Jumoke Balogun, a Nigerian-American and co-founder and co-editor of CompareAfrique.com, writes that social activism can actually do more harm than good. She said that ultimately Nigeria is the only government who can address and fix the situation. In pushing foreign governments to involve themselves, people using #BringBackOurGirls only succeed in damaging a country, in spite of good intentions. Balogun wrote:

[W]hen you pressure Western powers, particularly the American government to get involved in African affairs and when you champion military intervention, you become part of a much larger problem . . . It was Nigerians who took their good for nothing President [Goodluck Jonathan] to task and challenged him to address the plight of the missing girls. It is in their hands to seek justice for these girls and to ensure that the Nigerian government is held accountable.

Marissa Jackson, a law clerk at the US Court of Appeals, argued that social activism does produce progress. Responding to Balogun in an article published in The Guardian, she writes that #BringBackOurGirls allowed activists, policymakers, artists, scholars, dignitaries, and everyday citizens to support Nigeria in a way that would not otherwise be possible. The hashtag was a sign of “grassroots international cooperation.” Ms. Jackson writes:

“And we have been successful. Let’s be honest: if it had not been for us . . . we would not be experiencing the very necessary virtual Nigerian spring that we are experiencing today . . . Our media outlets would never have rushed to catch up with the efforts we were already making.”

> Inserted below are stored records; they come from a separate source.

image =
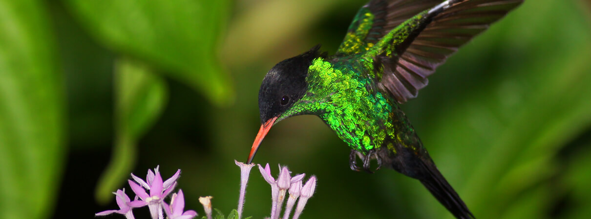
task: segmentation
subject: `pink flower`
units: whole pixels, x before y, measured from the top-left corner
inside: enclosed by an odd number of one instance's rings
[[[176,179],[178,178],[178,174],[180,173],[180,170],[177,171],[175,174],[170,179],[167,180],[167,188],[165,188],[164,182],[162,181],[162,177],[160,172],[156,167],[155,174],[152,173],[151,171],[148,172],[147,180],[148,182],[144,182],[138,177],[134,177],[135,181],[139,182],[144,188],[150,190],[150,195],[142,188],[142,186],[138,185],[131,180],[128,180],[131,190],[135,193],[135,195],[138,196],[141,200],[136,200],[129,203],[129,206],[133,208],[138,208],[148,205],[150,208],[150,214],[152,218],[157,218],[160,215],[162,214],[162,203],[164,198],[168,195],[168,194],[176,186]],[[154,175],[151,175],[152,174]],[[135,177],[132,174],[132,177]]]
[[[162,203],[166,212],[166,215],[170,219],[190,219],[197,216],[197,212],[193,210],[184,211],[184,195],[183,190],[178,190],[178,193],[173,194],[170,199],[170,205],[165,203]]]
[[[115,200],[117,201],[117,205],[119,205],[118,210],[107,210],[95,214],[96,216],[104,216],[113,213],[121,214],[125,215],[128,219],[134,218],[134,214],[131,213],[131,207],[129,204],[131,201],[129,197],[125,194],[125,189],[123,190],[117,190],[117,193],[113,193],[116,195]]]

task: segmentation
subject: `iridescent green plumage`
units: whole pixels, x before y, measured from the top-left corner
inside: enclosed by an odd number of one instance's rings
[[[336,54],[317,47],[273,67],[259,92],[261,127],[252,159],[271,127],[288,117],[320,117],[352,149],[351,168],[369,161],[416,178],[454,216],[473,218],[437,170],[398,104],[473,36],[522,0],[370,1]]]

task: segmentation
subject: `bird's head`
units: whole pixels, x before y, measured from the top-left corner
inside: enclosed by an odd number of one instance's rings
[[[254,158],[261,142],[271,127],[288,115],[294,104],[301,99],[308,89],[306,78],[308,69],[314,59],[323,56],[317,45],[307,52],[282,61],[275,65],[265,76],[259,91],[259,111],[261,112],[261,129],[252,144],[247,164]]]

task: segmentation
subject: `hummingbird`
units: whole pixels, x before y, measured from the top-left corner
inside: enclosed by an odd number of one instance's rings
[[[437,170],[400,106],[459,47],[523,0],[391,0],[363,6],[336,54],[317,45],[267,72],[259,91],[261,128],[247,163],[271,127],[318,116],[350,148],[351,169],[371,161],[418,180],[454,216],[473,218]],[[358,166],[358,158],[362,161]]]

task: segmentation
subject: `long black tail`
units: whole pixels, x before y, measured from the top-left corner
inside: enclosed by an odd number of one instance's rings
[[[456,218],[475,218],[474,215],[470,212],[466,204],[447,183],[435,165],[428,162],[419,162],[422,163],[423,170],[427,172],[423,177],[418,178],[423,185]]]

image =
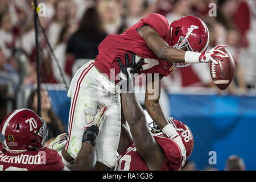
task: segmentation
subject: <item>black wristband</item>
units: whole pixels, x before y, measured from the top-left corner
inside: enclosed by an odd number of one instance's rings
[[[84,142],[90,142],[94,146],[96,143],[96,140],[98,134],[98,128],[95,126],[88,127],[82,135],[82,143]]]

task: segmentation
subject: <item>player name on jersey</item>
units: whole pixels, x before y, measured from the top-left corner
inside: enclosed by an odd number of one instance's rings
[[[0,162],[9,164],[45,164],[45,152],[41,151],[38,155],[20,154],[15,156],[5,155],[0,151]]]

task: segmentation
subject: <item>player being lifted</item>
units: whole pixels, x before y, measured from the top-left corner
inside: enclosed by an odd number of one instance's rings
[[[133,62],[132,60],[131,64]],[[126,62],[125,67],[122,63],[119,64],[122,72],[129,81],[121,82],[132,88],[133,75],[127,70],[131,69],[129,64]],[[122,119],[118,148],[119,156],[115,170],[180,170],[194,146],[193,135],[188,127],[179,121],[168,118],[168,125],[175,129],[171,135],[169,130],[160,130],[155,125],[150,126],[152,130],[150,131],[144,111],[134,93],[122,92],[121,96],[123,114],[129,129],[125,120]]]
[[[95,115],[100,106],[105,105],[108,109],[97,138],[97,162],[94,169],[108,169],[115,165],[121,125],[121,104],[117,91],[117,76],[120,72],[117,57],[124,63],[126,53],[130,58],[134,53],[136,63],[140,59],[144,60],[139,74],[159,75],[146,82],[144,106],[158,127],[172,135],[174,127],[168,122],[159,105],[160,84],[158,88],[152,85],[155,82],[160,83],[162,77],[176,67],[210,61],[218,64],[214,58],[222,60],[218,54],[224,53],[219,49],[225,46],[207,51],[209,39],[207,26],[197,17],[183,16],[169,24],[166,18],[157,14],[150,14],[121,35],[108,36],[98,46],[95,61],[80,68],[72,80],[68,92],[71,97],[68,135],[65,150],[61,152],[64,163],[72,162],[81,147],[88,122],[84,122],[84,107]],[[152,95],[158,97],[152,99]]]

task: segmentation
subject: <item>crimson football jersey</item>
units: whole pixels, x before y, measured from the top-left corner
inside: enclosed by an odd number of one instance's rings
[[[0,144],[0,171],[60,171],[64,164],[55,150],[43,148],[14,154]]]
[[[154,136],[164,152],[164,163],[161,171],[180,170],[182,156],[180,149],[175,142],[168,138]],[[150,151],[148,151],[150,152]],[[154,158],[154,156],[152,156]],[[116,171],[149,171],[137,151],[133,142],[118,156],[115,166]]]
[[[171,28],[166,18],[159,14],[151,14],[141,19],[125,32],[120,35],[110,34],[99,45],[98,55],[94,65],[111,80],[116,80],[116,76],[120,72],[117,57],[125,65],[125,55],[127,53],[131,60],[131,52],[144,59],[142,70],[139,74],[159,73],[167,76],[172,70],[172,63],[159,59],[147,47],[145,40],[138,33],[138,29],[146,25],[156,30],[159,35],[169,44],[171,44]],[[112,71],[111,69],[113,71]],[[110,76],[111,75],[111,76]]]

She continued: “Legally and politically, the burden of protecting Nigerians does lie with the Nigerian government. However, it is a well-recognised human rights principle that when a state completely fails to protect its people as the Nigerian government has, the world community has a moral obligation to step in.”

President-elect Muhammadu Buhari said that he hopes the girls can still be found. Following former President Goodluck Jonathan, who received much criticism for how he handled the situation and the acts of Boko Haram in general, Buhari said his new approach must “begin with honesty.”

“We do not know if the Chibok girls can be rescued. Their whereabouts remain unknown . . . As much as I wish to I cannot promise that we can find them," Mr. Buhari said. "But I say to every parent, family member and friend of the children that my government will do everything in its power to bring them home.”

This article contains reporting from the Associated Press.